La mujer, en los cincuenta, no para de hablar por el móvil, que sostiene con esas garras de uñas largas pintadas de nácar que sólo llevan las mujeres de cincuenta que siguen llevando los zapatos a juego con el bolso, el brushing de peluquería y los tacones de tres cuatro centímetros. La tengo al lado y me molesta, porque ha llegado con un cargamento de bolsas de tienda pija con pretensiones y confección made in China, ha pasado su culo por delante de mí sin disculparse y va a ser mi compañera de AVE si los dioses no lo impiden.

Como la prejuiciosa que soy, es oler su perfume L Air du Temps, ver sus mechas rubias del Partido Popular (con todos los respetos, pero, chicas, hay vida más allá del rubio dorado estilo Luis XVI) y saber que es arrogante, mezquina, amiga inseparable del Biomanán y chunga, muy chunga. A la azafata le dice: “me vas a traer un café”. A mí me mete las páginas impares de La Razón y de ABC por el ojo cada dos por tres y a su empleada de hogar, a la que da por saco telefónico cuatro veces en el trayecto, la trata con un desdén tal que siento tentaciones de tirarle el café en su caftán de raso sintético azul marino.

Como soy mala, imagino que la chunga está casada desde hace treinta años con el mismo. Un hombre que dejó de fijarse en ella hace dos décadas y que no se acuesta sin asegurarse de que está dormida. No trabaja fuera de casa, si acaso en una tienda de bisuteria de alto standing y baja calidad a tiempo parcial. Los martes y los jueves queda con sus amigas, clasistas como ella, y comentan cómo está el servicio latinoamericano. Lee -aquí no adivino, lo lleva encima- el libro sobre Jesús Aquirre de Manuel Vicent, y lleva bragas de cuello vuelto, de las que comprimen y recolocan la lorza. Cree que aún está buena, y fantasea con ello cada vez que un masajista pasa sus brazos fornidos por los pliegues de su espalda sudorosa.

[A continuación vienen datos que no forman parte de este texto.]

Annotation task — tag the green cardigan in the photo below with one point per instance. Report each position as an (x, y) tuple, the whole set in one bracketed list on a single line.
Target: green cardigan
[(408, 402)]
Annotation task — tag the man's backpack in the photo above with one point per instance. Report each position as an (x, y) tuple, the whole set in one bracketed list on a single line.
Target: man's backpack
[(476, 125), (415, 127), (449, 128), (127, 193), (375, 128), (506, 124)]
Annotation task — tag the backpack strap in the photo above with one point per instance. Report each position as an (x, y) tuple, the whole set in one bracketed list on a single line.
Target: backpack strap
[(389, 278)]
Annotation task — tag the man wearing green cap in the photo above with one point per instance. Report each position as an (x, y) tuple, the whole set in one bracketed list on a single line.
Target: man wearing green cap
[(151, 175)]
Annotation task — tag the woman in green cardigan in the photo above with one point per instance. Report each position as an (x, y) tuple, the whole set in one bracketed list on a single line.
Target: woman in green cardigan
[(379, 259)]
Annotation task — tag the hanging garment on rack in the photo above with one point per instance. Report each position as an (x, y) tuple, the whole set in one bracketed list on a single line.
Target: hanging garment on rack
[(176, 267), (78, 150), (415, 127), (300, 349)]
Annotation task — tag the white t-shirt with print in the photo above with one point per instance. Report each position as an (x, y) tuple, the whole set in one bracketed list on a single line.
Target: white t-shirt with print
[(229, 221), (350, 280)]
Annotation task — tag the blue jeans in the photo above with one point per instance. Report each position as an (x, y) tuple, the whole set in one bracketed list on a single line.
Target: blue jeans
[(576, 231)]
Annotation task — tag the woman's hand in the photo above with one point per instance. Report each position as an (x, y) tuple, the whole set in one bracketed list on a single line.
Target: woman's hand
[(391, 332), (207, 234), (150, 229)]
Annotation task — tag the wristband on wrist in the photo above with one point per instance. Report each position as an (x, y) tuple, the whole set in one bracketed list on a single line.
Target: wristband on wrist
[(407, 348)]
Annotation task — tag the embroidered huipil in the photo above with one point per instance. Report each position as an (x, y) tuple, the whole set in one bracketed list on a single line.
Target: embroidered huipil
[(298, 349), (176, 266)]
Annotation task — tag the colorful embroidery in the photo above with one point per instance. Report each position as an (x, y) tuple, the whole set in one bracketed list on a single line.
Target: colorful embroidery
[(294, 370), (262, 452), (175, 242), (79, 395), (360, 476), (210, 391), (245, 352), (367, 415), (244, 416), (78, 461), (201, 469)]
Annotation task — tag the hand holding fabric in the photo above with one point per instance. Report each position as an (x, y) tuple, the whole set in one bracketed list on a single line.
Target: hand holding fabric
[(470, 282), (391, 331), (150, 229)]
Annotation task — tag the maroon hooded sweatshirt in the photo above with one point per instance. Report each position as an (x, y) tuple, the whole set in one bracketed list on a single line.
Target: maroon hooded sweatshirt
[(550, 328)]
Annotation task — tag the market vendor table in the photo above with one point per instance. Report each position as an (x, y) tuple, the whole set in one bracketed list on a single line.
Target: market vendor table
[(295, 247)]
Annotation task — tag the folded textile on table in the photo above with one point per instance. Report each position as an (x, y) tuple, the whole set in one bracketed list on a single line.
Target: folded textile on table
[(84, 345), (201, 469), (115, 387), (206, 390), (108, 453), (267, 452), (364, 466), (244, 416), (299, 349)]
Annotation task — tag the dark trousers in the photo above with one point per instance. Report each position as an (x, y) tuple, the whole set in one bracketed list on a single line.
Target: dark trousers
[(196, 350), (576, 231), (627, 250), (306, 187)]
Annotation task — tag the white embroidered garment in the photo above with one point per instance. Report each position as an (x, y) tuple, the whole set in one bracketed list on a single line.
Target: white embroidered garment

No es que tenga nada contra esas tías, es que me agrede su arrogancia. Son las mismas que van al cine a ver pelis sesudas del tipo “La sonrisa de la Mona Lisa”, y luego comentan la gran “calidad fotográfica” del filme y que los actores son “como la copa de un pino” (una comparación carpetovetónica para no decir nada). Sus hijas -con nombre de perro- las odian, pero las acompañan a comprar en Zara chaquetas de imitación de Lanvin a las que recortan la etiqueta en cuanto llegan a casa para dar el pego. En sus casas la fruta se compra por unidades y el choped reina en la nevera. Pero sueñan con que son ricas cuando se cuelgan del cuello un colgante de Tous con osos perezosos.

Si te cuento todo esto es porque ayer no me atreví a decirle a la chunga que cerrara las piernas porque me estaba invadiendo mi espacio vital. Que se lavara manos y cuello porque me estaba invadiendo mi espacio olfativo. Que apagara el teléfono porque me estaba reventando los oídos, que comiera con los codos pegados al cuerpo porque estaba delatando su baja cuna y pésima educación. Y, sobre todo, que los tejidos sintéticos, como el de su vestido, provocan rozaduras y hacen que el desodorante te abandone sin preaviso. Y con el desodorante, la humanidad entera.